A simbologia que envolve o quarto animal começa com o crescimento do Império Romano e sua máquina militar, sendo aprimorada continuamente incorporando técnicas de formação de batalha e tática de combate quer dos gregos, persas e cartagineses. O quarto rei romano, Sérvio Túlio, já enfatizava a tática de divisão de batalha das legiões em centúrias de classes sociais e experiência de combate. Mais tarde, durante a República, adotou-se a formação manipular, unidades de 120 homens, em seguida, durante o Império formação das coortes.
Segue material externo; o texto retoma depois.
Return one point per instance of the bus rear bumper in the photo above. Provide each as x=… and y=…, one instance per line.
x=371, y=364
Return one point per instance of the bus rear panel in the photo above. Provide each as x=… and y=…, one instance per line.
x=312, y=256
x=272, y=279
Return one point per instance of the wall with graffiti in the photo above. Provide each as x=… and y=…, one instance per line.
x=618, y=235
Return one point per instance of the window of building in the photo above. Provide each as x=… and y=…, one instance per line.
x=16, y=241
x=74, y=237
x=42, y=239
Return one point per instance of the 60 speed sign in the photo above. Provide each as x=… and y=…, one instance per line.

As técnicas de combate romanas eram normalmente irresistíveis permitindo a Roma dominar o mundo conhecido durante muitos séculos, impondo sua política de domínio, a Pax Romana, a todos os povos. O quarto animal, por conseguinte, é um apanágio de Roma: exercia forte domínio político sobre nações, dividia as nações dominadas, retaliava nações que resistiam, usava um forte poderio militar para exercer governabilidade de sucesso.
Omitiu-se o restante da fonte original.